The popularity of buy-to-let investment has grown significantly over the last few years, with investors piling into a market enjoying strong capital growth and offering generous returns that have out-performed many alternative investment vehicles. However, more recently, the buy-to-let landscape has become significantly more challenging.
Interest rates have increased 5 times since summer 2006, while rents have begun to stagnate. With rental yields at only around 5%, many investors are paying higher rates of interest just to cover their buy-to-let borrowing. Furthermore, they are paying out more without the peace of mind of being able to bank on significant capital growth to come, as property prices begin to fall across the country and the volume of sale transactions is predicted to drop in 2008.
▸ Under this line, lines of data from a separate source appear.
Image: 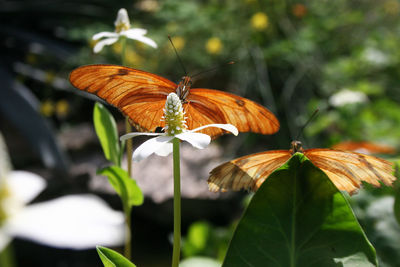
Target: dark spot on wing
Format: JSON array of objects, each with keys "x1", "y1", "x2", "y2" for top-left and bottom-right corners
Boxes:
[
  {"x1": 235, "y1": 99, "x2": 245, "y2": 107},
  {"x1": 238, "y1": 158, "x2": 250, "y2": 166},
  {"x1": 117, "y1": 68, "x2": 129, "y2": 76},
  {"x1": 155, "y1": 126, "x2": 164, "y2": 133}
]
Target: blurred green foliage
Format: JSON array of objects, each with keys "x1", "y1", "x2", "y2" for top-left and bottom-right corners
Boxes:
[{"x1": 3, "y1": 0, "x2": 400, "y2": 152}]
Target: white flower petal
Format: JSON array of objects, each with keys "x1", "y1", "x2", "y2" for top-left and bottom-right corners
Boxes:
[
  {"x1": 123, "y1": 28, "x2": 147, "y2": 36},
  {"x1": 133, "y1": 136, "x2": 174, "y2": 162},
  {"x1": 7, "y1": 171, "x2": 46, "y2": 204},
  {"x1": 123, "y1": 29, "x2": 157, "y2": 48},
  {"x1": 0, "y1": 230, "x2": 12, "y2": 252},
  {"x1": 176, "y1": 132, "x2": 211, "y2": 149},
  {"x1": 7, "y1": 195, "x2": 125, "y2": 249},
  {"x1": 154, "y1": 142, "x2": 173, "y2": 156},
  {"x1": 190, "y1": 123, "x2": 239, "y2": 136},
  {"x1": 92, "y1": 31, "x2": 119, "y2": 40},
  {"x1": 120, "y1": 132, "x2": 163, "y2": 142},
  {"x1": 93, "y1": 37, "x2": 119, "y2": 53}
]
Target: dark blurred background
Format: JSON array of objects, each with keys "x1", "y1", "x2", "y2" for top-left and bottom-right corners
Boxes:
[{"x1": 1, "y1": 0, "x2": 400, "y2": 266}]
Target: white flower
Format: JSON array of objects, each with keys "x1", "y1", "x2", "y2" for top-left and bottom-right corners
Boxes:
[
  {"x1": 120, "y1": 93, "x2": 239, "y2": 162},
  {"x1": 329, "y1": 89, "x2": 368, "y2": 107},
  {"x1": 0, "y1": 171, "x2": 125, "y2": 251},
  {"x1": 363, "y1": 47, "x2": 389, "y2": 66},
  {"x1": 92, "y1": 8, "x2": 157, "y2": 53},
  {"x1": 0, "y1": 133, "x2": 125, "y2": 251}
]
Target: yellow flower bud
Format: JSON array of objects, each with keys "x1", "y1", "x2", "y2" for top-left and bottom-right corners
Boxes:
[
  {"x1": 206, "y1": 37, "x2": 223, "y2": 55},
  {"x1": 40, "y1": 100, "x2": 54, "y2": 117},
  {"x1": 56, "y1": 100, "x2": 69, "y2": 118},
  {"x1": 251, "y1": 12, "x2": 269, "y2": 31},
  {"x1": 171, "y1": 36, "x2": 185, "y2": 51}
]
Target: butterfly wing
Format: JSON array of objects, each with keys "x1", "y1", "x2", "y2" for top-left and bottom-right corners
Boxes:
[
  {"x1": 208, "y1": 150, "x2": 291, "y2": 192},
  {"x1": 185, "y1": 88, "x2": 280, "y2": 138},
  {"x1": 304, "y1": 149, "x2": 395, "y2": 194},
  {"x1": 70, "y1": 64, "x2": 177, "y2": 132},
  {"x1": 331, "y1": 141, "x2": 396, "y2": 155}
]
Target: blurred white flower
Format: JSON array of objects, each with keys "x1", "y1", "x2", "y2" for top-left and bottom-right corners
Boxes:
[
  {"x1": 0, "y1": 133, "x2": 125, "y2": 251},
  {"x1": 363, "y1": 47, "x2": 389, "y2": 66},
  {"x1": 0, "y1": 171, "x2": 125, "y2": 251},
  {"x1": 329, "y1": 89, "x2": 368, "y2": 107},
  {"x1": 120, "y1": 93, "x2": 238, "y2": 162},
  {"x1": 93, "y1": 8, "x2": 157, "y2": 53}
]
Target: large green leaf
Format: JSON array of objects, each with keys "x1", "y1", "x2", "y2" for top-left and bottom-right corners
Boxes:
[
  {"x1": 93, "y1": 102, "x2": 120, "y2": 166},
  {"x1": 98, "y1": 166, "x2": 144, "y2": 208},
  {"x1": 96, "y1": 246, "x2": 136, "y2": 267},
  {"x1": 223, "y1": 153, "x2": 377, "y2": 267}
]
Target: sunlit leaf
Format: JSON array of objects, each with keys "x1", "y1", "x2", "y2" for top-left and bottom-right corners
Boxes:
[
  {"x1": 98, "y1": 166, "x2": 143, "y2": 208},
  {"x1": 96, "y1": 246, "x2": 136, "y2": 267},
  {"x1": 93, "y1": 102, "x2": 120, "y2": 166},
  {"x1": 223, "y1": 153, "x2": 377, "y2": 267}
]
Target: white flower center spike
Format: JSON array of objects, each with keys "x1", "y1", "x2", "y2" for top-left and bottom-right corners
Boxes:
[
  {"x1": 163, "y1": 93, "x2": 187, "y2": 135},
  {"x1": 114, "y1": 8, "x2": 131, "y2": 33}
]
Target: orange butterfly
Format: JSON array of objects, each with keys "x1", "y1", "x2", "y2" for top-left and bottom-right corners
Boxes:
[
  {"x1": 69, "y1": 64, "x2": 280, "y2": 138},
  {"x1": 332, "y1": 141, "x2": 396, "y2": 155},
  {"x1": 208, "y1": 140, "x2": 396, "y2": 194}
]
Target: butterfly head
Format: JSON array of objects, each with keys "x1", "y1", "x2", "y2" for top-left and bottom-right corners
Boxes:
[
  {"x1": 290, "y1": 140, "x2": 304, "y2": 154},
  {"x1": 176, "y1": 76, "x2": 192, "y2": 102}
]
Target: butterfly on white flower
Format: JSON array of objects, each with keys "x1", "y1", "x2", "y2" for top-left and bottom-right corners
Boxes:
[{"x1": 120, "y1": 93, "x2": 239, "y2": 162}]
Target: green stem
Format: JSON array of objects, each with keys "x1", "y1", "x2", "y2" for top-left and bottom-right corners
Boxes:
[
  {"x1": 172, "y1": 138, "x2": 181, "y2": 267},
  {"x1": 0, "y1": 243, "x2": 15, "y2": 267},
  {"x1": 120, "y1": 35, "x2": 133, "y2": 260},
  {"x1": 290, "y1": 168, "x2": 297, "y2": 267},
  {"x1": 124, "y1": 206, "x2": 132, "y2": 260},
  {"x1": 125, "y1": 118, "x2": 133, "y2": 177}
]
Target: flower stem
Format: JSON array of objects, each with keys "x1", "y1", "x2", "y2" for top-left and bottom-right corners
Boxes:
[
  {"x1": 120, "y1": 35, "x2": 133, "y2": 260},
  {"x1": 0, "y1": 244, "x2": 15, "y2": 267},
  {"x1": 125, "y1": 118, "x2": 133, "y2": 177},
  {"x1": 172, "y1": 138, "x2": 181, "y2": 267},
  {"x1": 123, "y1": 206, "x2": 132, "y2": 260}
]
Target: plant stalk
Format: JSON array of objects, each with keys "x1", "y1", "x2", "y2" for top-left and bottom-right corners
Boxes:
[
  {"x1": 172, "y1": 138, "x2": 181, "y2": 267},
  {"x1": 123, "y1": 206, "x2": 132, "y2": 260},
  {"x1": 120, "y1": 35, "x2": 133, "y2": 260}
]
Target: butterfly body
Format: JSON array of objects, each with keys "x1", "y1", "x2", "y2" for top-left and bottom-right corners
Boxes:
[
  {"x1": 208, "y1": 141, "x2": 396, "y2": 194},
  {"x1": 175, "y1": 76, "x2": 192, "y2": 101},
  {"x1": 69, "y1": 64, "x2": 280, "y2": 138}
]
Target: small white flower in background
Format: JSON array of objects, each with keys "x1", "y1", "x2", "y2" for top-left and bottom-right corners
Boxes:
[
  {"x1": 0, "y1": 134, "x2": 124, "y2": 251},
  {"x1": 121, "y1": 93, "x2": 239, "y2": 162},
  {"x1": 363, "y1": 47, "x2": 389, "y2": 66},
  {"x1": 329, "y1": 89, "x2": 368, "y2": 107},
  {"x1": 92, "y1": 8, "x2": 157, "y2": 53}
]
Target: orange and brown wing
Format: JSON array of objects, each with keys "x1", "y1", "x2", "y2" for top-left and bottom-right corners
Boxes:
[
  {"x1": 69, "y1": 64, "x2": 177, "y2": 132},
  {"x1": 304, "y1": 149, "x2": 395, "y2": 194},
  {"x1": 208, "y1": 150, "x2": 291, "y2": 192},
  {"x1": 185, "y1": 89, "x2": 280, "y2": 139},
  {"x1": 331, "y1": 141, "x2": 396, "y2": 155}
]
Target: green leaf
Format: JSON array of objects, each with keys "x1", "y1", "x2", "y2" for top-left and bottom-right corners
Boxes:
[
  {"x1": 93, "y1": 102, "x2": 120, "y2": 166},
  {"x1": 98, "y1": 166, "x2": 144, "y2": 208},
  {"x1": 96, "y1": 246, "x2": 136, "y2": 267},
  {"x1": 222, "y1": 153, "x2": 377, "y2": 267}
]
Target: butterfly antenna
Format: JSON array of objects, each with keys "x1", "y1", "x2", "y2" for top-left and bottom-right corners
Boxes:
[
  {"x1": 192, "y1": 61, "x2": 235, "y2": 78},
  {"x1": 168, "y1": 35, "x2": 188, "y2": 76},
  {"x1": 295, "y1": 109, "x2": 319, "y2": 141}
]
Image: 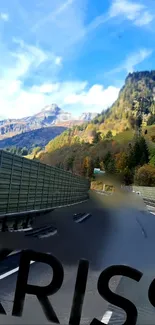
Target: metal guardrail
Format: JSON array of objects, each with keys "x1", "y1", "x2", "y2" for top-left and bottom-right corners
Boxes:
[
  {"x1": 0, "y1": 150, "x2": 90, "y2": 215},
  {"x1": 125, "y1": 186, "x2": 155, "y2": 201},
  {"x1": 143, "y1": 198, "x2": 155, "y2": 208},
  {"x1": 0, "y1": 208, "x2": 54, "y2": 232}
]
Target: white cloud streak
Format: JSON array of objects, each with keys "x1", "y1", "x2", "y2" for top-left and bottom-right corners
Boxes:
[
  {"x1": 33, "y1": 0, "x2": 74, "y2": 32},
  {"x1": 124, "y1": 49, "x2": 153, "y2": 73},
  {"x1": 109, "y1": 0, "x2": 154, "y2": 26},
  {"x1": 84, "y1": 0, "x2": 154, "y2": 37},
  {"x1": 108, "y1": 48, "x2": 153, "y2": 75},
  {"x1": 0, "y1": 13, "x2": 9, "y2": 21}
]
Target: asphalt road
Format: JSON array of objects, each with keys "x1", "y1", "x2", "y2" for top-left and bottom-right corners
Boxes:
[{"x1": 0, "y1": 191, "x2": 154, "y2": 324}]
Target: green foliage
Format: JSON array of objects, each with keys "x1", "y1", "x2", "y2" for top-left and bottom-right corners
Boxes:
[
  {"x1": 105, "y1": 130, "x2": 113, "y2": 139},
  {"x1": 81, "y1": 156, "x2": 94, "y2": 178},
  {"x1": 66, "y1": 155, "x2": 75, "y2": 171},
  {"x1": 92, "y1": 131, "x2": 101, "y2": 144},
  {"x1": 127, "y1": 137, "x2": 149, "y2": 169},
  {"x1": 103, "y1": 151, "x2": 116, "y2": 174},
  {"x1": 134, "y1": 164, "x2": 155, "y2": 186},
  {"x1": 5, "y1": 146, "x2": 29, "y2": 156},
  {"x1": 147, "y1": 114, "x2": 155, "y2": 126},
  {"x1": 150, "y1": 155, "x2": 155, "y2": 166}
]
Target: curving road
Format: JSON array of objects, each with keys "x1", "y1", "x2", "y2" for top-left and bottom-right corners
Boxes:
[{"x1": 0, "y1": 191, "x2": 155, "y2": 324}]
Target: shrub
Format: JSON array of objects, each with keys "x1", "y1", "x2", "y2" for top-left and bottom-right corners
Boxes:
[{"x1": 134, "y1": 164, "x2": 155, "y2": 186}]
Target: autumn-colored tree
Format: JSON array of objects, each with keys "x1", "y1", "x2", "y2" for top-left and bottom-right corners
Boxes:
[
  {"x1": 151, "y1": 135, "x2": 155, "y2": 142},
  {"x1": 134, "y1": 164, "x2": 155, "y2": 186},
  {"x1": 115, "y1": 152, "x2": 128, "y2": 172},
  {"x1": 81, "y1": 156, "x2": 92, "y2": 177}
]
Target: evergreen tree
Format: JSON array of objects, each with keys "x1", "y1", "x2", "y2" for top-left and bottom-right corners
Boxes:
[
  {"x1": 92, "y1": 131, "x2": 101, "y2": 144},
  {"x1": 103, "y1": 151, "x2": 116, "y2": 174}
]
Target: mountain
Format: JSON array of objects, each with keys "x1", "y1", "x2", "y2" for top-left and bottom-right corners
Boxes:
[
  {"x1": 38, "y1": 71, "x2": 155, "y2": 173},
  {"x1": 79, "y1": 112, "x2": 98, "y2": 121},
  {"x1": 92, "y1": 71, "x2": 155, "y2": 134},
  {"x1": 0, "y1": 104, "x2": 98, "y2": 140},
  {"x1": 0, "y1": 126, "x2": 66, "y2": 150}
]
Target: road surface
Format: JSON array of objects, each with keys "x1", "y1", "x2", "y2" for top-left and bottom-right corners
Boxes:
[{"x1": 0, "y1": 191, "x2": 154, "y2": 324}]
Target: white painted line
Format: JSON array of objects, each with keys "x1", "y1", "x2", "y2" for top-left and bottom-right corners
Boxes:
[
  {"x1": 0, "y1": 261, "x2": 35, "y2": 280},
  {"x1": 8, "y1": 250, "x2": 21, "y2": 257},
  {"x1": 38, "y1": 230, "x2": 57, "y2": 238},
  {"x1": 101, "y1": 311, "x2": 113, "y2": 324},
  {"x1": 11, "y1": 227, "x2": 33, "y2": 232},
  {"x1": 75, "y1": 213, "x2": 90, "y2": 223},
  {"x1": 150, "y1": 212, "x2": 155, "y2": 215}
]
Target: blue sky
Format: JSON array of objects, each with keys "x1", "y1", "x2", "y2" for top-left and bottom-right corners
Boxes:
[{"x1": 0, "y1": 0, "x2": 155, "y2": 119}]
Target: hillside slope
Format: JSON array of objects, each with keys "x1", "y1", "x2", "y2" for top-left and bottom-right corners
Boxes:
[
  {"x1": 94, "y1": 71, "x2": 155, "y2": 134},
  {"x1": 37, "y1": 71, "x2": 155, "y2": 154},
  {"x1": 35, "y1": 71, "x2": 155, "y2": 183},
  {"x1": 0, "y1": 126, "x2": 66, "y2": 150}
]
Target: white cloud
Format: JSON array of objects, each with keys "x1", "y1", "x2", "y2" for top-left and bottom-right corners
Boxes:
[
  {"x1": 109, "y1": 0, "x2": 154, "y2": 26},
  {"x1": 124, "y1": 49, "x2": 153, "y2": 73},
  {"x1": 33, "y1": 0, "x2": 74, "y2": 32},
  {"x1": 64, "y1": 85, "x2": 120, "y2": 112},
  {"x1": 0, "y1": 78, "x2": 120, "y2": 119},
  {"x1": 134, "y1": 11, "x2": 153, "y2": 26},
  {"x1": 55, "y1": 56, "x2": 62, "y2": 66},
  {"x1": 84, "y1": 0, "x2": 154, "y2": 36},
  {"x1": 108, "y1": 48, "x2": 153, "y2": 75},
  {"x1": 36, "y1": 83, "x2": 60, "y2": 93},
  {"x1": 0, "y1": 38, "x2": 66, "y2": 118},
  {"x1": 0, "y1": 13, "x2": 9, "y2": 21},
  {"x1": 109, "y1": 0, "x2": 144, "y2": 20}
]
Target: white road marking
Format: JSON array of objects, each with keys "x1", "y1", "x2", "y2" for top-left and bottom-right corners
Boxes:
[
  {"x1": 0, "y1": 261, "x2": 35, "y2": 280},
  {"x1": 150, "y1": 212, "x2": 155, "y2": 215},
  {"x1": 38, "y1": 229, "x2": 57, "y2": 238},
  {"x1": 11, "y1": 227, "x2": 33, "y2": 232},
  {"x1": 75, "y1": 213, "x2": 90, "y2": 223},
  {"x1": 101, "y1": 311, "x2": 113, "y2": 324},
  {"x1": 8, "y1": 250, "x2": 21, "y2": 257}
]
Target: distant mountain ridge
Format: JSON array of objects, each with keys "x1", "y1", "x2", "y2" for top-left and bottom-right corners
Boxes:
[
  {"x1": 0, "y1": 104, "x2": 98, "y2": 140},
  {"x1": 0, "y1": 126, "x2": 67, "y2": 150}
]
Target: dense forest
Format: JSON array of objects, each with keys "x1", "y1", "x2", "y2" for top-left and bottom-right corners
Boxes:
[
  {"x1": 36, "y1": 71, "x2": 155, "y2": 186},
  {"x1": 5, "y1": 71, "x2": 155, "y2": 187}
]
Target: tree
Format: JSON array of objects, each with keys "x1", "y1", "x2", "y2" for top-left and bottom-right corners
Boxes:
[
  {"x1": 93, "y1": 118, "x2": 99, "y2": 124},
  {"x1": 87, "y1": 158, "x2": 94, "y2": 178},
  {"x1": 94, "y1": 156, "x2": 100, "y2": 168},
  {"x1": 103, "y1": 151, "x2": 116, "y2": 174},
  {"x1": 151, "y1": 135, "x2": 155, "y2": 143},
  {"x1": 66, "y1": 155, "x2": 75, "y2": 171},
  {"x1": 127, "y1": 136, "x2": 149, "y2": 169},
  {"x1": 92, "y1": 131, "x2": 101, "y2": 144},
  {"x1": 134, "y1": 164, "x2": 155, "y2": 186},
  {"x1": 147, "y1": 114, "x2": 155, "y2": 126},
  {"x1": 21, "y1": 147, "x2": 28, "y2": 156},
  {"x1": 128, "y1": 115, "x2": 136, "y2": 129},
  {"x1": 149, "y1": 148, "x2": 155, "y2": 166},
  {"x1": 105, "y1": 130, "x2": 113, "y2": 139},
  {"x1": 115, "y1": 152, "x2": 128, "y2": 172},
  {"x1": 81, "y1": 156, "x2": 94, "y2": 178},
  {"x1": 135, "y1": 114, "x2": 142, "y2": 135},
  {"x1": 120, "y1": 167, "x2": 134, "y2": 185},
  {"x1": 150, "y1": 155, "x2": 155, "y2": 166}
]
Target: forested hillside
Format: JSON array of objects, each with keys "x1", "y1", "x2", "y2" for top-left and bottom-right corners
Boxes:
[{"x1": 32, "y1": 71, "x2": 155, "y2": 186}]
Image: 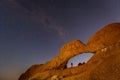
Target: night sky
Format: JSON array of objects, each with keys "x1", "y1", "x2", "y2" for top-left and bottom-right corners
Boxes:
[{"x1": 0, "y1": 0, "x2": 120, "y2": 80}]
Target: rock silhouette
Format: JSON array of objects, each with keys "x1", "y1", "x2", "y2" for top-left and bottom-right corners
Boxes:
[{"x1": 19, "y1": 23, "x2": 120, "y2": 80}]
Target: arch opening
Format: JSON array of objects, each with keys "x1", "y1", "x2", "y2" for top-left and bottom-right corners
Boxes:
[{"x1": 67, "y1": 53, "x2": 94, "y2": 68}]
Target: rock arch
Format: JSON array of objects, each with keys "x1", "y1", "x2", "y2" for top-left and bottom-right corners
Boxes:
[{"x1": 19, "y1": 23, "x2": 120, "y2": 80}]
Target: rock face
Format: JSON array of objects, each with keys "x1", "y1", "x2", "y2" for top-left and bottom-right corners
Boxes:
[
  {"x1": 19, "y1": 64, "x2": 43, "y2": 80},
  {"x1": 87, "y1": 23, "x2": 120, "y2": 52},
  {"x1": 60, "y1": 42, "x2": 120, "y2": 80},
  {"x1": 19, "y1": 40, "x2": 86, "y2": 80},
  {"x1": 19, "y1": 23, "x2": 120, "y2": 80}
]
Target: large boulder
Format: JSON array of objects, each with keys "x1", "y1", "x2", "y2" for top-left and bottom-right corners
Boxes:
[{"x1": 86, "y1": 23, "x2": 120, "y2": 52}]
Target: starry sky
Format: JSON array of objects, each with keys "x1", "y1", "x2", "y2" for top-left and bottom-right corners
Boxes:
[{"x1": 0, "y1": 0, "x2": 120, "y2": 80}]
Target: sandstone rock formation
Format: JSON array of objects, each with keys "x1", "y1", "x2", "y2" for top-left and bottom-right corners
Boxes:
[
  {"x1": 87, "y1": 23, "x2": 120, "y2": 52},
  {"x1": 19, "y1": 64, "x2": 43, "y2": 80},
  {"x1": 19, "y1": 23, "x2": 120, "y2": 80},
  {"x1": 60, "y1": 42, "x2": 120, "y2": 80},
  {"x1": 19, "y1": 40, "x2": 86, "y2": 80}
]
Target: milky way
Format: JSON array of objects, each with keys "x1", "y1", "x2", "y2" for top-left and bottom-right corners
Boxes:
[{"x1": 0, "y1": 0, "x2": 120, "y2": 80}]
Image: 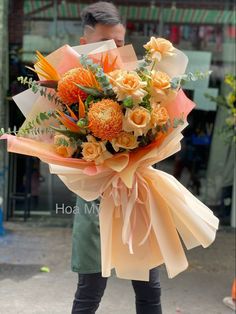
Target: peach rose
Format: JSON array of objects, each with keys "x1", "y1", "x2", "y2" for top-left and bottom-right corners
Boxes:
[
  {"x1": 81, "y1": 135, "x2": 112, "y2": 164},
  {"x1": 143, "y1": 37, "x2": 175, "y2": 61},
  {"x1": 151, "y1": 105, "x2": 170, "y2": 127},
  {"x1": 54, "y1": 134, "x2": 77, "y2": 158},
  {"x1": 149, "y1": 70, "x2": 174, "y2": 104},
  {"x1": 108, "y1": 70, "x2": 147, "y2": 105},
  {"x1": 123, "y1": 106, "x2": 151, "y2": 136},
  {"x1": 111, "y1": 132, "x2": 138, "y2": 152}
]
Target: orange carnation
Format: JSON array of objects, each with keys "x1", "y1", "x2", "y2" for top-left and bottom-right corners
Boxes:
[
  {"x1": 88, "y1": 99, "x2": 123, "y2": 141},
  {"x1": 57, "y1": 68, "x2": 100, "y2": 105}
]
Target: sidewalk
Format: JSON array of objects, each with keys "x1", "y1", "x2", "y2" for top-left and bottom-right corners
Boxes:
[{"x1": 0, "y1": 219, "x2": 235, "y2": 314}]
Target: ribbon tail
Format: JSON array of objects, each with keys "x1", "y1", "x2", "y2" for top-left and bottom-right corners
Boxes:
[
  {"x1": 147, "y1": 177, "x2": 189, "y2": 278},
  {"x1": 122, "y1": 181, "x2": 138, "y2": 253},
  {"x1": 99, "y1": 191, "x2": 115, "y2": 277}
]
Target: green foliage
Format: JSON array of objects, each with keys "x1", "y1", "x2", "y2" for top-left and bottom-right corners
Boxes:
[
  {"x1": 136, "y1": 57, "x2": 152, "y2": 75},
  {"x1": 50, "y1": 126, "x2": 86, "y2": 138},
  {"x1": 171, "y1": 71, "x2": 212, "y2": 89},
  {"x1": 77, "y1": 118, "x2": 88, "y2": 128},
  {"x1": 18, "y1": 111, "x2": 56, "y2": 137},
  {"x1": 0, "y1": 127, "x2": 18, "y2": 136},
  {"x1": 74, "y1": 83, "x2": 103, "y2": 97},
  {"x1": 85, "y1": 95, "x2": 98, "y2": 107},
  {"x1": 17, "y1": 76, "x2": 63, "y2": 106},
  {"x1": 140, "y1": 95, "x2": 152, "y2": 111},
  {"x1": 79, "y1": 55, "x2": 114, "y2": 96},
  {"x1": 138, "y1": 129, "x2": 157, "y2": 147},
  {"x1": 122, "y1": 97, "x2": 134, "y2": 108},
  {"x1": 173, "y1": 115, "x2": 185, "y2": 128}
]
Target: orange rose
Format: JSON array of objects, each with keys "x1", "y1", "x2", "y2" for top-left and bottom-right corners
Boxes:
[
  {"x1": 150, "y1": 70, "x2": 173, "y2": 104},
  {"x1": 111, "y1": 132, "x2": 138, "y2": 152},
  {"x1": 81, "y1": 136, "x2": 112, "y2": 164},
  {"x1": 143, "y1": 37, "x2": 175, "y2": 61},
  {"x1": 123, "y1": 106, "x2": 151, "y2": 136},
  {"x1": 108, "y1": 70, "x2": 147, "y2": 105},
  {"x1": 151, "y1": 105, "x2": 169, "y2": 127},
  {"x1": 151, "y1": 70, "x2": 170, "y2": 90},
  {"x1": 54, "y1": 134, "x2": 77, "y2": 158}
]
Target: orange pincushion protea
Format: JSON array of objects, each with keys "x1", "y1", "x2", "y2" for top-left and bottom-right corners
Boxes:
[
  {"x1": 57, "y1": 68, "x2": 100, "y2": 105},
  {"x1": 88, "y1": 99, "x2": 123, "y2": 141}
]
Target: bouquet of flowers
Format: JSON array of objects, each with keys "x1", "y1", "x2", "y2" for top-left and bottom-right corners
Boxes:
[{"x1": 1, "y1": 37, "x2": 219, "y2": 280}]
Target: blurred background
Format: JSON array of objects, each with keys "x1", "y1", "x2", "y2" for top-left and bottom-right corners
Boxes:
[{"x1": 0, "y1": 0, "x2": 235, "y2": 226}]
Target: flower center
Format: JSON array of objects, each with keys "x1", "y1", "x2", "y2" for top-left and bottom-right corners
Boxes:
[
  {"x1": 123, "y1": 76, "x2": 138, "y2": 89},
  {"x1": 132, "y1": 112, "x2": 145, "y2": 125}
]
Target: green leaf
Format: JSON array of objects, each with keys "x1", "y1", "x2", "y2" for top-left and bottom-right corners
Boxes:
[
  {"x1": 123, "y1": 97, "x2": 134, "y2": 108},
  {"x1": 74, "y1": 83, "x2": 103, "y2": 97},
  {"x1": 50, "y1": 126, "x2": 86, "y2": 137},
  {"x1": 140, "y1": 95, "x2": 152, "y2": 111},
  {"x1": 85, "y1": 95, "x2": 96, "y2": 106},
  {"x1": 171, "y1": 70, "x2": 212, "y2": 89},
  {"x1": 39, "y1": 112, "x2": 49, "y2": 121},
  {"x1": 77, "y1": 118, "x2": 88, "y2": 128},
  {"x1": 35, "y1": 116, "x2": 41, "y2": 124}
]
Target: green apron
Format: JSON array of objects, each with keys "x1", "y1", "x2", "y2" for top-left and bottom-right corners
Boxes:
[{"x1": 71, "y1": 196, "x2": 102, "y2": 273}]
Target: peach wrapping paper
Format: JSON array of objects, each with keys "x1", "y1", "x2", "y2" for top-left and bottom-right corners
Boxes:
[
  {"x1": 48, "y1": 123, "x2": 218, "y2": 281},
  {"x1": 1, "y1": 118, "x2": 219, "y2": 281}
]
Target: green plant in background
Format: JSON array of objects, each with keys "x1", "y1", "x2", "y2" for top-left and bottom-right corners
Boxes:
[{"x1": 206, "y1": 74, "x2": 236, "y2": 143}]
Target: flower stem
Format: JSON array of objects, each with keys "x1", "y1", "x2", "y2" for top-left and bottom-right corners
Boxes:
[{"x1": 150, "y1": 59, "x2": 157, "y2": 71}]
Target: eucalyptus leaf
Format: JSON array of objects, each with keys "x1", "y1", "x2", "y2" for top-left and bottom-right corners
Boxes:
[
  {"x1": 74, "y1": 83, "x2": 103, "y2": 97},
  {"x1": 50, "y1": 126, "x2": 86, "y2": 137}
]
For new buy-to-let investors, the challenges are more immediate. Due to the recent ‘credit crunch’, mortgage lenders have tightened their lending criteria, making it more difficult for investors to get started and charging higher variable rates to their existing customers. According to the Council of Mortgage Lenders (CML), the number of buy-to-let mortgages taken out in the first 6 months of this year has fallen by 3% compared the previous 6 months.
According to research from the Royal Institution of Chartered Surveyors (RICS), an individual investing in buy-to-let property 5 years ago would have required a deposit to the value of 8% of the property purchase price. These days, the figure is closer to 30%.
Ian Springett, Chief Executive of Primelocation.com, comments, “For some individual investors, the buy-to-let market may be starting to slip out of reach as transaction costs and increasing property prices stretch budgets to the maximum. At the same time, some investors will no doubt be tempted to take advantage of recent price inflation and to sell while they are well ahead”.